Елена вышла из-за стола, подошла вплотную, будто хотела обнять словами:
— Да, мама. Знаешь почему? Потому что, чтобы идти вперёд, иногда нужно позволить себе вернуться назад. Потому что здесь, — она улыбнулась, широко и по-детски, — здесь у меня есть то, чего не будет ни в какой столице. Ты.
Мягкий октябрьский свет проникал на кухню сквозь занавески, и было видно — как они похожи: одни и те же скулы, тот же упрямый подбородок. Мать и дочь — когда-то разделённые страхами, обидами, молчанием, а теперь снова рядом. Учились быть семьёй заново — медленно, осторожно, с удивлением, будто заново узнавая друг друга.
— Знаешь, — вдруг Елена поколебалась, словно собираясь с духом, — меня пригласили на фестиваль в Санкт-Петербурге через пару месяцев. Буду играть Шопена. Поедешь со мной?
Вера Николаевна широко, по-настоящему удивилась:
— Я?.. На концерт?
— Да, мама. Обязательно. Хочу, чтобы ты сидела в первом ряду. Хочу, чтобы все знали: это — для тебя. И для Маргариты. Для вашей сестринской мечты, которую я унаследовала.
Что-то свежее, лёгкое и тёплое в этот момент хлынуло в дом, как поток хрустящего осеннего воздуха. То, что раньше было за четырьмя замками злости, молчаливого страха и собственной гордости… Теперь здесь — есть надежда. На будущее без страха. На простое, тихое счастье – быть услышанными и быть рядом.
Вечером, когда солнце почти потухло и вокруг царила полутень, Елена сняла крышку со старого пианино, что ютилось в углу гостиной, и тихо опустила пальцы на клавиши. Инструмент давным-давно не слышал заботливых рук, кое-где клавиши западали, но стоило прозвучать первым, неуверенным аккордам ноктюрна Шопена — и тишина наполнилась музыкой.

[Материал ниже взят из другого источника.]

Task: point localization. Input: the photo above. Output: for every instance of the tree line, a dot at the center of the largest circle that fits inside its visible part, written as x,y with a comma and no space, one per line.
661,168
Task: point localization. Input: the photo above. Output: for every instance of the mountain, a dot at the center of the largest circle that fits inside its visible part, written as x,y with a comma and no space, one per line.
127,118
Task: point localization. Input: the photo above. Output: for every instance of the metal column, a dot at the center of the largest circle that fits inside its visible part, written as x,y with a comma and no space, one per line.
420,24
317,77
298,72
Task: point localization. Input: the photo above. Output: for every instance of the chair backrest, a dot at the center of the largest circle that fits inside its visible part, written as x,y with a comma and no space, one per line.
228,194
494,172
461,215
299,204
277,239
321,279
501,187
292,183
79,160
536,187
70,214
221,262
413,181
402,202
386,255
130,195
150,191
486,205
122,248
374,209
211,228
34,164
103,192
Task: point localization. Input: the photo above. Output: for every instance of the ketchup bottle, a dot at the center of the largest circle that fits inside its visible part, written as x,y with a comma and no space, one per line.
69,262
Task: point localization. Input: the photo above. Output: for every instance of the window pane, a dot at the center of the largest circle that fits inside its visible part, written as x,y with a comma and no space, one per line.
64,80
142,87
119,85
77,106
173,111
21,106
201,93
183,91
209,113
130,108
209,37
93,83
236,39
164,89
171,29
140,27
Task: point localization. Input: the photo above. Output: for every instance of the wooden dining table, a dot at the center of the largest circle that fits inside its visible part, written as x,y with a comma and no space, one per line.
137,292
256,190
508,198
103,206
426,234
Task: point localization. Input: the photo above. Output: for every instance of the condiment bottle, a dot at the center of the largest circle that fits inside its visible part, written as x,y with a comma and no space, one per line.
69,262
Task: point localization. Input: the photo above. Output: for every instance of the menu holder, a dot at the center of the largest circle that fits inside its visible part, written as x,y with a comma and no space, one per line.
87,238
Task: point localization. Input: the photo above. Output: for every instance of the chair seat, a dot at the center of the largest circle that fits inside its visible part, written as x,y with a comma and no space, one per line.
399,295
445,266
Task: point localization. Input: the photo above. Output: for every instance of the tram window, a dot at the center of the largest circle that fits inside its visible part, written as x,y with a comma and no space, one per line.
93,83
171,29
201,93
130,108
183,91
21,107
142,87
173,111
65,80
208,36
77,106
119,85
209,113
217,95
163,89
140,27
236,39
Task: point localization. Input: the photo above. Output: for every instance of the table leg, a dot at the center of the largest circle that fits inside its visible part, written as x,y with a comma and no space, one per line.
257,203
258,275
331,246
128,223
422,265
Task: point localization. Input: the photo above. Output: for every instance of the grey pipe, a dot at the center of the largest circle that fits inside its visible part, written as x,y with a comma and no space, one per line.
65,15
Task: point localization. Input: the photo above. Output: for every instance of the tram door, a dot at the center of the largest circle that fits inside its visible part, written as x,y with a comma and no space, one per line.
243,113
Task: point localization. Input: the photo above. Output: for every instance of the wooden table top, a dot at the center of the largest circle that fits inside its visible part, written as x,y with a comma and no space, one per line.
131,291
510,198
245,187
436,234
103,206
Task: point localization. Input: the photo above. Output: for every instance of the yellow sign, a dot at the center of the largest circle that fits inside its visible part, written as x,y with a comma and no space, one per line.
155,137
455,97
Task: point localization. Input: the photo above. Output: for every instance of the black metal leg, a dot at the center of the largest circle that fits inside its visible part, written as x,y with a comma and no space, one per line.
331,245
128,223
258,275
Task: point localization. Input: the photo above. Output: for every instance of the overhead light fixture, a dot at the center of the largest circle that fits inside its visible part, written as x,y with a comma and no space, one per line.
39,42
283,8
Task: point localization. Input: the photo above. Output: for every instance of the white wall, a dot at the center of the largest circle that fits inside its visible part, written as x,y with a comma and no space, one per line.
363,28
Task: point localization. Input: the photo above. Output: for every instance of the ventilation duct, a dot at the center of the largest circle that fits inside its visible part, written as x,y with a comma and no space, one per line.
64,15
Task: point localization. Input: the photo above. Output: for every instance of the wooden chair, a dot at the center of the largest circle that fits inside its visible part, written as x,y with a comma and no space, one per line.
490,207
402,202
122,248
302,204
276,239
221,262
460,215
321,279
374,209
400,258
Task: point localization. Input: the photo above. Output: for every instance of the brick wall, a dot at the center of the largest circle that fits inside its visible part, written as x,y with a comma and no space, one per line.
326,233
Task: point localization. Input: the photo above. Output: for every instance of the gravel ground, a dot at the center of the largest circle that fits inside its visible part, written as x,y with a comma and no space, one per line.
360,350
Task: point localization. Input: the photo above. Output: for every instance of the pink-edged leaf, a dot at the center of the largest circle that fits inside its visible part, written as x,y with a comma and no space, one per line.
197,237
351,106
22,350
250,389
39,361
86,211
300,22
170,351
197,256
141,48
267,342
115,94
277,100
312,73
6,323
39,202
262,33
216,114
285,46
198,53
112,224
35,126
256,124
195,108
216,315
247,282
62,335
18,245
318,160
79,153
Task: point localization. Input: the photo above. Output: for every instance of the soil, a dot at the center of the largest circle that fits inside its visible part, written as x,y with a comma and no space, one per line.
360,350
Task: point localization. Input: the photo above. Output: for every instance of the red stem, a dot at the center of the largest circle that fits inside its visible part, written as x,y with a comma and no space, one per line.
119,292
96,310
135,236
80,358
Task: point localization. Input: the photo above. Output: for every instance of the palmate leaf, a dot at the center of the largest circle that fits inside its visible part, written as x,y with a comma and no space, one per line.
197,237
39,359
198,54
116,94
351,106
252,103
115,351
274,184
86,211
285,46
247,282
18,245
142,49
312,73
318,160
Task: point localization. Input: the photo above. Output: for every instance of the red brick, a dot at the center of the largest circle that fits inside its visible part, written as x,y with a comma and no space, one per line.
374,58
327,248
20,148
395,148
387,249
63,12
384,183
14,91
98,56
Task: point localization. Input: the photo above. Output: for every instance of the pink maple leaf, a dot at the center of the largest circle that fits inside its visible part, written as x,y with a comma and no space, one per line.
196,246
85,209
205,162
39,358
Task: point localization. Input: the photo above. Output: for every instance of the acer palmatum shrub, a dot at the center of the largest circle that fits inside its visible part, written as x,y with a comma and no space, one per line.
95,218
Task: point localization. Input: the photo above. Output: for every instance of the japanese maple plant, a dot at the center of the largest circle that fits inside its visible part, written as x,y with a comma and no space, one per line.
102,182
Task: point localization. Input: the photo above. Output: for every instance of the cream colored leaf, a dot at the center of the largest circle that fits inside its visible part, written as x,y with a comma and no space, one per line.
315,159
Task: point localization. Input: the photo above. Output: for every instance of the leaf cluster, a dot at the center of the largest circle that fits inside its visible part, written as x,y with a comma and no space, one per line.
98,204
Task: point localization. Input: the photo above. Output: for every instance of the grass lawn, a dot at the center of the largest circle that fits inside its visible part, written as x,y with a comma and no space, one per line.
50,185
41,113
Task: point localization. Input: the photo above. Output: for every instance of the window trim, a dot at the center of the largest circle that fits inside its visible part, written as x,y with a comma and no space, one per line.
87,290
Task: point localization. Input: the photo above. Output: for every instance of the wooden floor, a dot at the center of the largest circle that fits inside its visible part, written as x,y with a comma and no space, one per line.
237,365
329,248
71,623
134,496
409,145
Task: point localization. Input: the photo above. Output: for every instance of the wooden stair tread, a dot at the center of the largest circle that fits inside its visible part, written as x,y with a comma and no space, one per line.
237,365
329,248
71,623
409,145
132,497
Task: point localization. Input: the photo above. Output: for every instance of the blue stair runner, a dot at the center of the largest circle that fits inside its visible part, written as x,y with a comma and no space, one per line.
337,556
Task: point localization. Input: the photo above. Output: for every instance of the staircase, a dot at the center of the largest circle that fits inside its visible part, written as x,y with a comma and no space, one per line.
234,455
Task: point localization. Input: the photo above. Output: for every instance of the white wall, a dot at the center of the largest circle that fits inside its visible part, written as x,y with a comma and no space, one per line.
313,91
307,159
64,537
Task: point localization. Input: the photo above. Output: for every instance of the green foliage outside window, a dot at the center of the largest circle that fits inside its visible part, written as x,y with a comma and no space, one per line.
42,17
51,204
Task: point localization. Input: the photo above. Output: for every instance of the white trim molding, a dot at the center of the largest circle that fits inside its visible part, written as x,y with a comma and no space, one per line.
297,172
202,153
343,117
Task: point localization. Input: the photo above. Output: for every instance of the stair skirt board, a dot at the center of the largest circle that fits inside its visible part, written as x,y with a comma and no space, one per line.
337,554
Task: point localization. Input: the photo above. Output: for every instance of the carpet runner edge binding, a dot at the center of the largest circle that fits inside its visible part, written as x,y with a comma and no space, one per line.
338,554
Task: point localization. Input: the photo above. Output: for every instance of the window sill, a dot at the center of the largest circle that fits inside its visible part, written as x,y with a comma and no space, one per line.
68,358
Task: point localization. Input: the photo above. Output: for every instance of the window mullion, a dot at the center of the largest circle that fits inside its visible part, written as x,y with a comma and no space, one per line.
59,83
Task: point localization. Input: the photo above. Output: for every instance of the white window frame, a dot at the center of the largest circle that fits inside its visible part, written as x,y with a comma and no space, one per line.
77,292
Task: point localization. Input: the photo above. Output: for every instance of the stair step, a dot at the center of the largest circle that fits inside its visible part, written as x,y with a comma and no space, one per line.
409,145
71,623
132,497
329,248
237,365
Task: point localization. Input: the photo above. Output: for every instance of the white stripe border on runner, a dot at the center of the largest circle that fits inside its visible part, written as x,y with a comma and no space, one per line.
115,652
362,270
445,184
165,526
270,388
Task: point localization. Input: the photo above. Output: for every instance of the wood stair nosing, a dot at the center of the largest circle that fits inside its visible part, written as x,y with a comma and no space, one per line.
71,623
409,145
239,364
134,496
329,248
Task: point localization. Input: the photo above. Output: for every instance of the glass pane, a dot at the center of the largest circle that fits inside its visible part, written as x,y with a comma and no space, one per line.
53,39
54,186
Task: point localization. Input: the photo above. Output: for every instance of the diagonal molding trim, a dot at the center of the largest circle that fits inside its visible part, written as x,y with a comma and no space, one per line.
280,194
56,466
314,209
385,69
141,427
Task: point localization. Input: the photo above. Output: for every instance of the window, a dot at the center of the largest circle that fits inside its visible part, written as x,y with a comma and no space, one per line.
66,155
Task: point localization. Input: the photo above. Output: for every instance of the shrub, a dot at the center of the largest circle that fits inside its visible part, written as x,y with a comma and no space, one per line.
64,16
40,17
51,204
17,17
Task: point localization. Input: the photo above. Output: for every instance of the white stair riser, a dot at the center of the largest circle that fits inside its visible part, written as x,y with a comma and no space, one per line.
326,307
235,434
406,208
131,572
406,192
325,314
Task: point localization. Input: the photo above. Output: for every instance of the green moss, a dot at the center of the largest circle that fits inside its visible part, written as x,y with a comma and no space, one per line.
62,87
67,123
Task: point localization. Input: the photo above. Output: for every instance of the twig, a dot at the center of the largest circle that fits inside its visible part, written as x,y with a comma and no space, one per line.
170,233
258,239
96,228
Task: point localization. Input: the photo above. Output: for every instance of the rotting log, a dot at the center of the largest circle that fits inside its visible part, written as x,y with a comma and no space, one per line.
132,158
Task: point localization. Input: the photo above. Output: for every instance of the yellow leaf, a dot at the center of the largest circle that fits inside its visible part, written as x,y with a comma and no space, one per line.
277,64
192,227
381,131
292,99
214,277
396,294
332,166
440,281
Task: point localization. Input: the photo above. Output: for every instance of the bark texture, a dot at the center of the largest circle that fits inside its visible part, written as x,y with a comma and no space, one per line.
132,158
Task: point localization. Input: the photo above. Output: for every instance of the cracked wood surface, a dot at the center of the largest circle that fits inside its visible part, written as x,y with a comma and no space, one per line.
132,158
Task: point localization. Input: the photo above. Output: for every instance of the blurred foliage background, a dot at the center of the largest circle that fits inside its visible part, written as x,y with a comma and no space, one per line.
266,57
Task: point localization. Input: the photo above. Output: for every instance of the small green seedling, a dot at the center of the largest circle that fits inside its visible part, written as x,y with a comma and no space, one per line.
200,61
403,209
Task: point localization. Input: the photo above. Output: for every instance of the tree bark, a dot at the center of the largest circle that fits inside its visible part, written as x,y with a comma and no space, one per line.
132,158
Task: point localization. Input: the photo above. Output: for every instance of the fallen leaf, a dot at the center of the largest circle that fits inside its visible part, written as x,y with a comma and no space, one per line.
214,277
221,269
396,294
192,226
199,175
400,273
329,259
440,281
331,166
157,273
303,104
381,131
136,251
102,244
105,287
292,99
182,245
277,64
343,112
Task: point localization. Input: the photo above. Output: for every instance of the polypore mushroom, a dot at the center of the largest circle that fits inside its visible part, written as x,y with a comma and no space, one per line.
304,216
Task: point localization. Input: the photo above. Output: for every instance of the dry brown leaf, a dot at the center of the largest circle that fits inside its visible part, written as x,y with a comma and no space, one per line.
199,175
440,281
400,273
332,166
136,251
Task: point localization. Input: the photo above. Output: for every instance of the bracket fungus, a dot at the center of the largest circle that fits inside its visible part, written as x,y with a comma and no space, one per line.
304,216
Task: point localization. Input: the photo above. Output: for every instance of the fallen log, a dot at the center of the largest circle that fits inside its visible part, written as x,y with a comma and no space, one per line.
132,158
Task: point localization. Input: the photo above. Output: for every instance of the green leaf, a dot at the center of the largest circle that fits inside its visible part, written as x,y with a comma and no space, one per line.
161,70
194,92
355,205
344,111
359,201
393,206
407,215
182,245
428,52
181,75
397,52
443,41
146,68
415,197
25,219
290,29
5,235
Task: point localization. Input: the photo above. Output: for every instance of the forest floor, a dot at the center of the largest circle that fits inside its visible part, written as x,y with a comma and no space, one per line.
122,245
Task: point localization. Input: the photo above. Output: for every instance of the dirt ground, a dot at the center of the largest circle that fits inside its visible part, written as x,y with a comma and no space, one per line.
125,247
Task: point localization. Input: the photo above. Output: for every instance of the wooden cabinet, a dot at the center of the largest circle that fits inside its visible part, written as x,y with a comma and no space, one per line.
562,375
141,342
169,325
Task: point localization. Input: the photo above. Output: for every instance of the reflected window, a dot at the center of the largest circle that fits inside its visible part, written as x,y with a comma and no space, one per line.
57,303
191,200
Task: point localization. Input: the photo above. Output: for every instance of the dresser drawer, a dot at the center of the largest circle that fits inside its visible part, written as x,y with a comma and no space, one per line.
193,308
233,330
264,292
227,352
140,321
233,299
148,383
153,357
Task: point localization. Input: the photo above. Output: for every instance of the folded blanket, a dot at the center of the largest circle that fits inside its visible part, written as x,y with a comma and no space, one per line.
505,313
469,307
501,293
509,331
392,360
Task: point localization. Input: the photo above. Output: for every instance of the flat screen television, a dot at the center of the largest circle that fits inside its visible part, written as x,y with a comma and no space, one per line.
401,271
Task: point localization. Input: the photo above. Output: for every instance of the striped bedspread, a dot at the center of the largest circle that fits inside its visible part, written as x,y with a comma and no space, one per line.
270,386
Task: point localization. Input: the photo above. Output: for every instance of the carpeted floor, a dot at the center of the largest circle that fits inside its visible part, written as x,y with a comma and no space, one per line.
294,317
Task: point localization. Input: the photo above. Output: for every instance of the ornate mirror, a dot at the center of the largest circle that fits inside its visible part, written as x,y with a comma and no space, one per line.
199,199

Вера Николаевна, сидящая в кресле с вязанием, вдруг отложила нитки, закрыла глаза — и позволила себе впервые за долгое время просто слушать. Без тревоги, без привычной судорожной настороженности, без того груза «надо», «должна», «не повтори». Просто слушать — и принимать. В этих переливах пианино было не только прощение, но и обещание: больше никогда не позволять страху и обидам разрушать настоящую, живую любовь. Всё, что ни разу не сумели сказать друг другу словами.